I’ve been itching to try out Amazon’s serverless services for some time now. The European Union gave me the excuse I was looking for! This post is about how I used AWS Lambda to handle some new EU new customs requirements.

A company I work with was preparing for the EU’s requirements for more detailed customs declarations. Even before the new rules came into effect on July 1, customers had started to see more packages get stopped by customs with a request for details on every item inside.

We faced 3 problems:

  1. Their storefront software (Shopify) allows only 1 tariff code per “product”—not enough for gift sets or bundles.
  2. Shopify’s API does not expose customs information, so even if we could enter more details into Shopify, that information couldn’t flow automatically to the shipping software.
  3. Their shipping software (ShipStation) can fill in customs information for orders, but again it allows only 1 tariff code per product.

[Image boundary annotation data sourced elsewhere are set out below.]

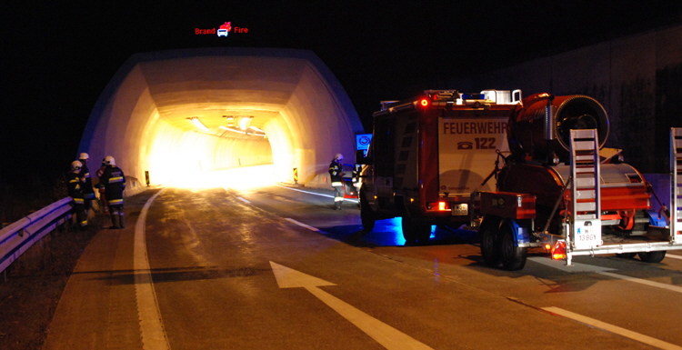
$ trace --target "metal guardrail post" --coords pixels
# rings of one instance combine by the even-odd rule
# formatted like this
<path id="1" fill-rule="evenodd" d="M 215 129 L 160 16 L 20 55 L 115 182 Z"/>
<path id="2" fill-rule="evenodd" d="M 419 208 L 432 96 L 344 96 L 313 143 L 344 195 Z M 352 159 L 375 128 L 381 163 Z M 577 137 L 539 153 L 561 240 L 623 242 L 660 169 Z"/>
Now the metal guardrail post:
<path id="1" fill-rule="evenodd" d="M 71 197 L 63 198 L 0 230 L 0 271 L 5 274 L 5 281 L 10 264 L 34 243 L 71 218 L 70 203 Z"/>

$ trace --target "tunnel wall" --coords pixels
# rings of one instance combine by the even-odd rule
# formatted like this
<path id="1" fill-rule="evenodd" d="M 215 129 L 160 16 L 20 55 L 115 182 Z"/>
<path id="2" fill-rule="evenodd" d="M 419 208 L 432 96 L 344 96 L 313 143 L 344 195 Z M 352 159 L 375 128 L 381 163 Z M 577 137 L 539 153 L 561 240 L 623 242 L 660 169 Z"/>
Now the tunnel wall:
<path id="1" fill-rule="evenodd" d="M 465 79 L 463 91 L 521 89 L 524 95 L 587 95 L 610 119 L 607 146 L 645 173 L 669 169 L 669 128 L 682 126 L 682 25 L 539 57 Z"/>
<path id="2" fill-rule="evenodd" d="M 260 75 L 267 70 L 273 73 Z M 268 139 L 220 138 L 183 129 L 159 110 L 172 105 L 174 94 L 187 90 L 201 92 L 193 95 L 198 106 L 253 98 L 246 102 L 276 106 L 280 117 L 266 125 Z M 271 99 L 256 100 L 264 95 Z M 350 156 L 355 134 L 362 132 L 347 95 L 312 52 L 179 50 L 138 54 L 119 69 L 93 108 L 78 152 L 90 154 L 91 167 L 113 155 L 127 175 L 144 179 L 149 171 L 155 185 L 189 169 L 270 163 L 281 181 L 292 181 L 296 167 L 305 183 L 326 173 L 334 154 Z"/>

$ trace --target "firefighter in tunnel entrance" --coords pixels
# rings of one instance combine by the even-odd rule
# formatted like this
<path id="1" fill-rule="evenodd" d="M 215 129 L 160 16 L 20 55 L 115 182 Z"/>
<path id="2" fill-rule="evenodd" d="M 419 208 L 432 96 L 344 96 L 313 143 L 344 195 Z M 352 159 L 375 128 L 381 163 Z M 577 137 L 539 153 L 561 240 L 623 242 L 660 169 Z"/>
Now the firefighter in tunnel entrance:
<path id="1" fill-rule="evenodd" d="M 337 153 L 329 165 L 329 176 L 334 187 L 334 210 L 341 210 L 344 203 L 344 155 Z"/>

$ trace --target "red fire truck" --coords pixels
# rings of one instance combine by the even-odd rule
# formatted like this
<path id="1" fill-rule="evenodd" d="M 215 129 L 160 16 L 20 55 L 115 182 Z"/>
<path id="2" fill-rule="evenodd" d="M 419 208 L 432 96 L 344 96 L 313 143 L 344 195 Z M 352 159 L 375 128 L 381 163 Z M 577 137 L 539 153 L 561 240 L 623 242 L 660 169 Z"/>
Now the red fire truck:
<path id="1" fill-rule="evenodd" d="M 424 242 L 433 225 L 469 225 L 471 194 L 495 189 L 486 180 L 508 153 L 507 123 L 520 99 L 519 90 L 428 90 L 382 103 L 367 155 L 357 155 L 365 230 L 402 216 L 405 239 Z"/>

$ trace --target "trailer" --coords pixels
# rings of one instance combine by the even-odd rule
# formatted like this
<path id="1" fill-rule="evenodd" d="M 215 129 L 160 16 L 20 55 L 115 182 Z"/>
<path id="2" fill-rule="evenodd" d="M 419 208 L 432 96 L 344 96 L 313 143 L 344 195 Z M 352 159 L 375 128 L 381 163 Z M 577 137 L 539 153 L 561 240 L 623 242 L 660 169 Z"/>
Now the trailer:
<path id="1" fill-rule="evenodd" d="M 661 203 L 660 221 L 649 215 L 658 199 L 650 184 L 619 150 L 603 147 L 608 117 L 593 98 L 528 96 L 509 127 L 511 155 L 496 190 L 472 195 L 486 265 L 522 269 L 534 247 L 568 265 L 573 256 L 604 254 L 658 263 L 682 249 L 682 129 L 670 130 L 671 210 Z"/>

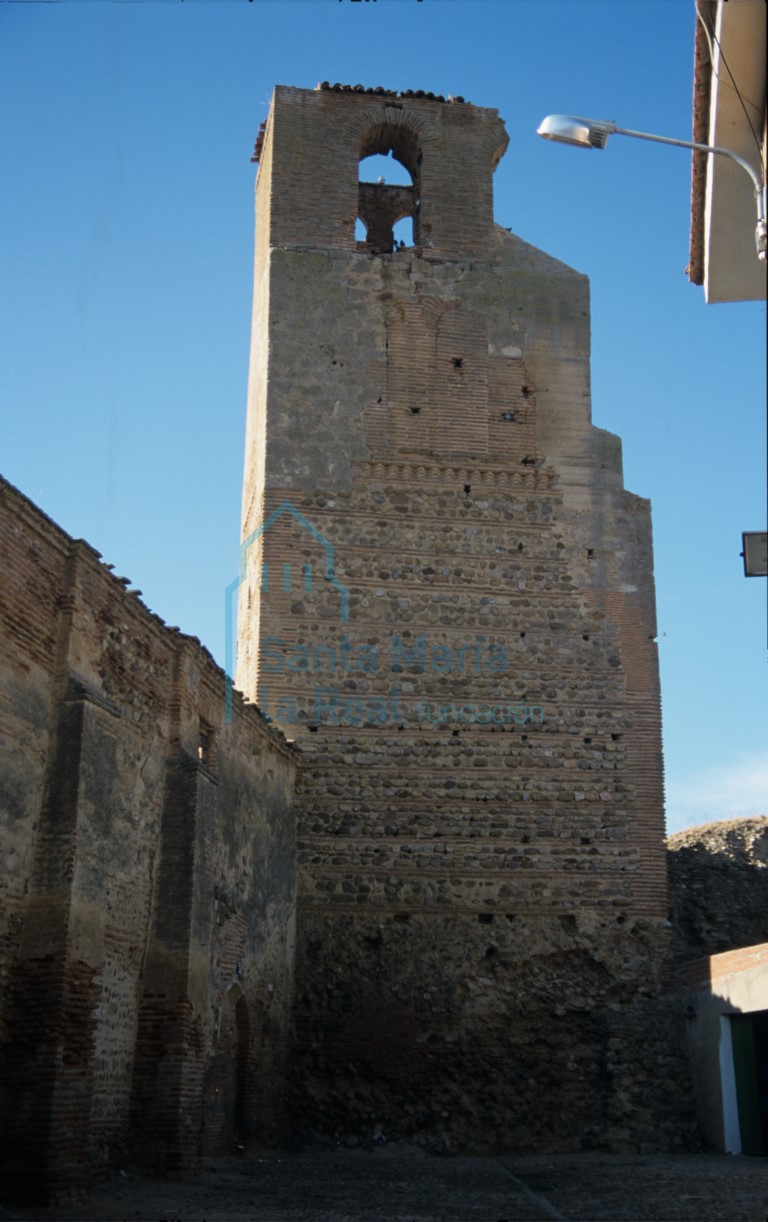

I came up with a 3-part solution:

  1. When a product in Shopify needs more than 1 tariff code, store the codes (along with description, quantity, and value) in Shopify metafields. A nice thing about metafields is that they are visible in Shopify’s API! We use the Accentuate Custom Fields app to allow store admins to view and edit the metafields in a friendly way.
  2. When a new order appears in ShipStation, use ShipStation’s webhooks to send order details to a small piece of code hosted in AWS Lambda.
  3. If the order needs tariff codes filled in, retrieve the metafields from Shopify, modify the order, and send it back to ShipStation.

AWS Lambda is a good fit for this task: too complicated for a duct-tape tool like Zapier, but too small to justify having a server.

When multiple software tools are communicating about products, SKUs—compact, unique names assigned to each product—are the keys that tie everything together. Strangely, Shopify’s REST API does not let you look up a product by SKU. Thankfully, Shopify’s GraphQL API does allow that. Here’s what a query to retrieve metafields given a product SKU looks like:

{
  products(first:1, query:"sku:SOME-PRODUCT") {
    edges {
      node {
        legacyResourceId
        metafields(first:25, namespace:"accentuate") {
          edges {
            node {
              key
              value
            }
          }
        }
      }
    }
  }
}

Overall verdict on AWS Lambda: Setting up a small piece of code that runs on demand was easy. A facility for testing was right there next to the code editor, which was nice. The Secrets Manager was convenient for safely storing API keys. The policies that govern permissions were ugly, but you can’t win ’em all. 🙂 I will certainly use Lambda for more projects in the future.